The price of Bitcoin ($BTC) recently plunged to $31,000 after a series of withdrawals on the Anchor Protocol sled to the largest decentralized stablecoin, UST, losing its peg. Bitcoin’s crash has seen 40% of investors in the cryptocurrency sit on unrealized losses.
In response to the UST crisis, the Luna Foundation Guard deployed over 28,200 BTC to defend the UST’s peg. The added liquidity on exchanges and led to a recovery in UST’s price, which surged from its $0.61 low to $0.94 before falling again. The added liquidity may have added selling pressure to BTC.

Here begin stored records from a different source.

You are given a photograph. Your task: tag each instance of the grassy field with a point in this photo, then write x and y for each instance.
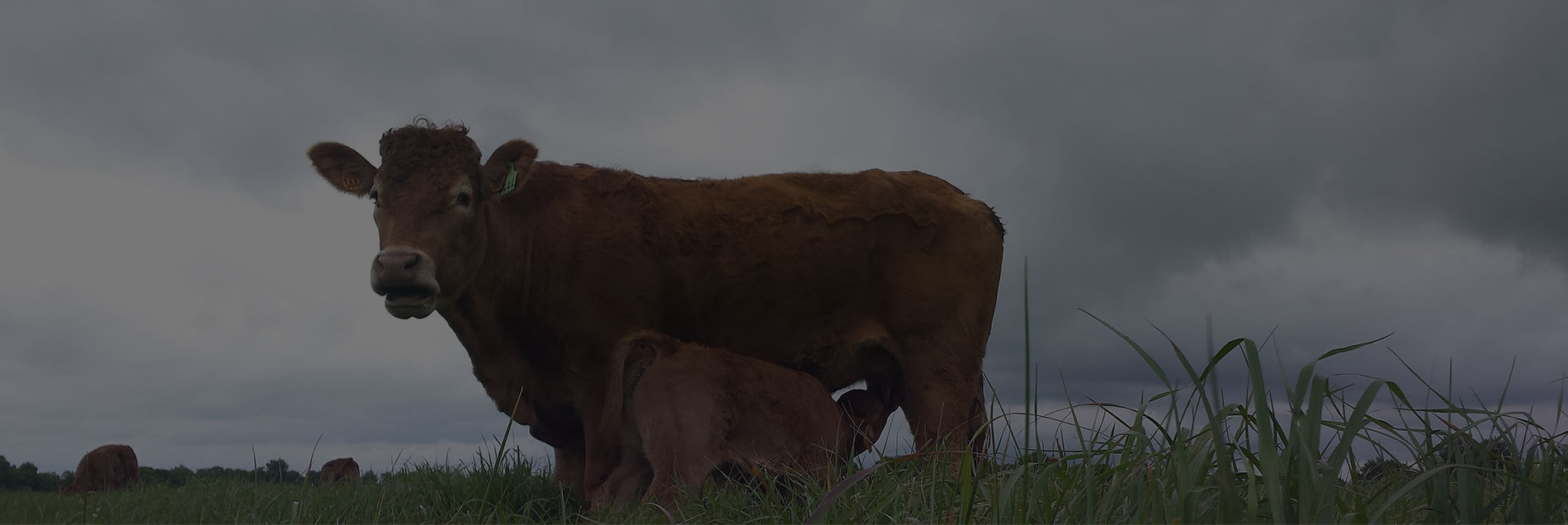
(1188, 455)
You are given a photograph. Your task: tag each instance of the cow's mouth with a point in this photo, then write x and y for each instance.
(409, 301)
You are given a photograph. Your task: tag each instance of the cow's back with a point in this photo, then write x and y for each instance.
(773, 263)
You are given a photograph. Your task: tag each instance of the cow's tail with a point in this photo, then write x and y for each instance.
(627, 361)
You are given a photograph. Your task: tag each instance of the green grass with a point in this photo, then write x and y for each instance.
(1188, 455)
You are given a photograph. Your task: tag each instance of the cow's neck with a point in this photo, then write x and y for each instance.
(489, 319)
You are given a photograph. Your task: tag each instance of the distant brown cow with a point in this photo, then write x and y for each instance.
(684, 409)
(341, 469)
(106, 467)
(538, 267)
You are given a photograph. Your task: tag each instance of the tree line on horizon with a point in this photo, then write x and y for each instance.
(27, 477)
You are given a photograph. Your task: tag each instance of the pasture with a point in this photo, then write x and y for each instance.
(1193, 453)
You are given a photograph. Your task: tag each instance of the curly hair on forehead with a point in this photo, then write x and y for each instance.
(423, 139)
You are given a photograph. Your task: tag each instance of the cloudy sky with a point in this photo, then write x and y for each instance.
(179, 279)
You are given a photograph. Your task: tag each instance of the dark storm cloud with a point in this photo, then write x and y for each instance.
(1151, 162)
(1460, 115)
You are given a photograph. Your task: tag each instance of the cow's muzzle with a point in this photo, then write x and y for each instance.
(408, 281)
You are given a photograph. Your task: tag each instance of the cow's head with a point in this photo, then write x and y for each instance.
(864, 411)
(430, 196)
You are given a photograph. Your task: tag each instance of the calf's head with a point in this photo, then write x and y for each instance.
(430, 196)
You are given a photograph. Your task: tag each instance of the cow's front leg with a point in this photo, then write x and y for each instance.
(569, 469)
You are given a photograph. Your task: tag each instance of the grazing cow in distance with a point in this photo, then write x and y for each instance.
(341, 469)
(684, 409)
(102, 469)
(538, 268)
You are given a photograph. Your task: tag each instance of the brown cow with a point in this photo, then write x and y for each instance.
(684, 409)
(341, 469)
(540, 268)
(102, 469)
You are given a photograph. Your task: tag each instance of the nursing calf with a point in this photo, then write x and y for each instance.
(682, 409)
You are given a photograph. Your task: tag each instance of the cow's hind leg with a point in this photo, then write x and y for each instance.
(944, 400)
(672, 477)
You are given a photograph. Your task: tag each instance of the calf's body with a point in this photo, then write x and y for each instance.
(684, 409)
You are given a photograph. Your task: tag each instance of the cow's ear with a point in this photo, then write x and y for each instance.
(510, 167)
(342, 168)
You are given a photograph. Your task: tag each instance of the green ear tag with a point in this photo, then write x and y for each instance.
(512, 181)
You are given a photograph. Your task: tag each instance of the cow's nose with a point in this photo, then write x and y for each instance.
(399, 265)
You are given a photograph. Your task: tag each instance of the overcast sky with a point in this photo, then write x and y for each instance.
(179, 279)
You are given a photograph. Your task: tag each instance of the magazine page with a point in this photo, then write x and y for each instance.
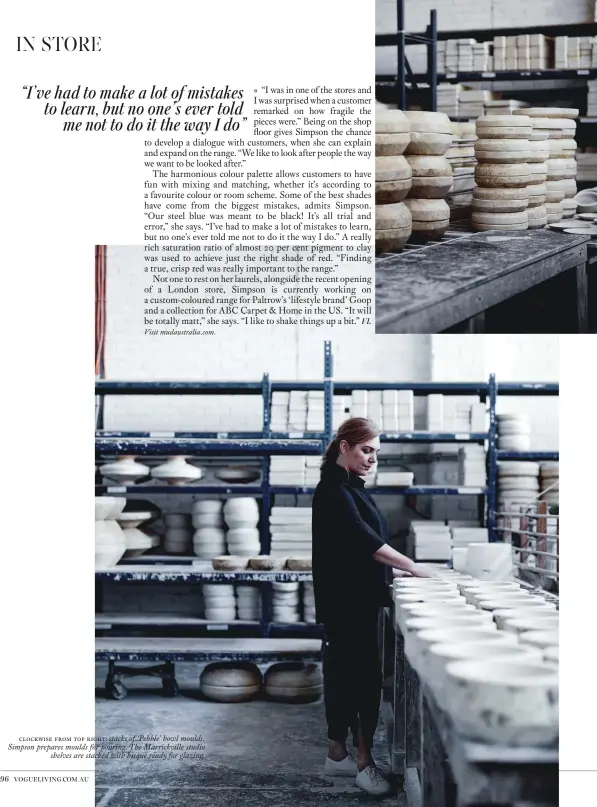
(324, 562)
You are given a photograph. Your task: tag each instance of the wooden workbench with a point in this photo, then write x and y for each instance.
(533, 280)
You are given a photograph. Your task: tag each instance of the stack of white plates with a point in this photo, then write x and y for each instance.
(518, 482)
(285, 602)
(209, 538)
(241, 513)
(178, 534)
(514, 433)
(220, 605)
(248, 601)
(431, 540)
(550, 478)
(290, 529)
(308, 602)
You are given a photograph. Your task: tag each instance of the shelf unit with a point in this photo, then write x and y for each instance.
(265, 444)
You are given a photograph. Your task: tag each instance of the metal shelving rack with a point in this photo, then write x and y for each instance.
(265, 443)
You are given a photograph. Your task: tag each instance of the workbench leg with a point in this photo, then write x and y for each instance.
(582, 298)
(476, 324)
(437, 786)
(413, 717)
(399, 744)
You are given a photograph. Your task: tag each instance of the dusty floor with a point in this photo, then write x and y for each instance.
(256, 753)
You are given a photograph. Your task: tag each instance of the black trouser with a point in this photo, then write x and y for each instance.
(352, 677)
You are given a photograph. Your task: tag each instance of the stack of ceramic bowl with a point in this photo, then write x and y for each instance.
(176, 471)
(242, 516)
(517, 481)
(285, 602)
(430, 139)
(124, 470)
(514, 432)
(550, 478)
(209, 538)
(490, 561)
(293, 682)
(502, 173)
(179, 534)
(248, 601)
(520, 695)
(393, 222)
(219, 602)
(137, 542)
(560, 127)
(230, 681)
(110, 544)
(308, 603)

According to on-chain analytics firm Glassnode, network profitability defined as a “drop in the percentage of addresses, entities and/or supply in profit,” when BTC was trading at around $33,800 between 60% and 62% of BTC investors were in a state of profit, meaning around 40% were sitting on unrealized losses.
Glassnode added that these levels are “coincident with profitability seen in the late-2018, and late 2019-20 bear markets.” Per the firm, these levels occurred “prior to the final capitulation flush out event,” which means that “further downside remains a risk.”
CNBC reports that in the last month alone, 15.5% of all BTC wallets fell into an unrealized loss at a time in which the flagship cryptocurrency’s correlation to equities has been rising. That rising correlation has seen analysts at Bank of America challenge BTC’s role as an inflation hedge and instead suggest it trades as a risk asset.
Glasnode’s analysts noted an influx of “urgent transactions” entered Bitcoin’s mempools amid the sell-off, as investors were paying higher fees while seeking to “de-risk, sell, or re-collateralise their margin positions.” Per the firm, the total value of fees paid for on-chain transactions last week reached 3.07 BTC, which is the “largest value” recorded in its dataset to date.
The firm’s report also notes that 15.2% of on-chain transaction fees were “associated with exchange deposit transactions,” a figure higher than the one seen during the height of the 2017 bull-run and the May 2021 sell-off.
It adds that over $3.15 billion worth of the flagship cryptocurrency moved into or out of exchanges, the largest amount since the market hit an all-time high near $69,000 in November 2021. The report adds:
We can further dissect this into wallet cohorts, where we see that across the board, most wallet cohorts from shrimp to whales, have greatly softened in their onchain accumulation trends.
Per the report, entities with over 10,000 BTC have “ been a particularly significant distributive force over the last few weeks,” while retail investors with less than 1 BTC are the “strongest accumulators,” with a “notably weaker” accumulation than earlier this year.
As reported, Bank of America’s analysts expect the correlation between BTC and equities to remain in the near future. Moreover, while bitcoin has often been compared to gold, the correlation between the flagship cryptocurrency and the precious metal has dropped to near zero since June 2021, and has kept trending down.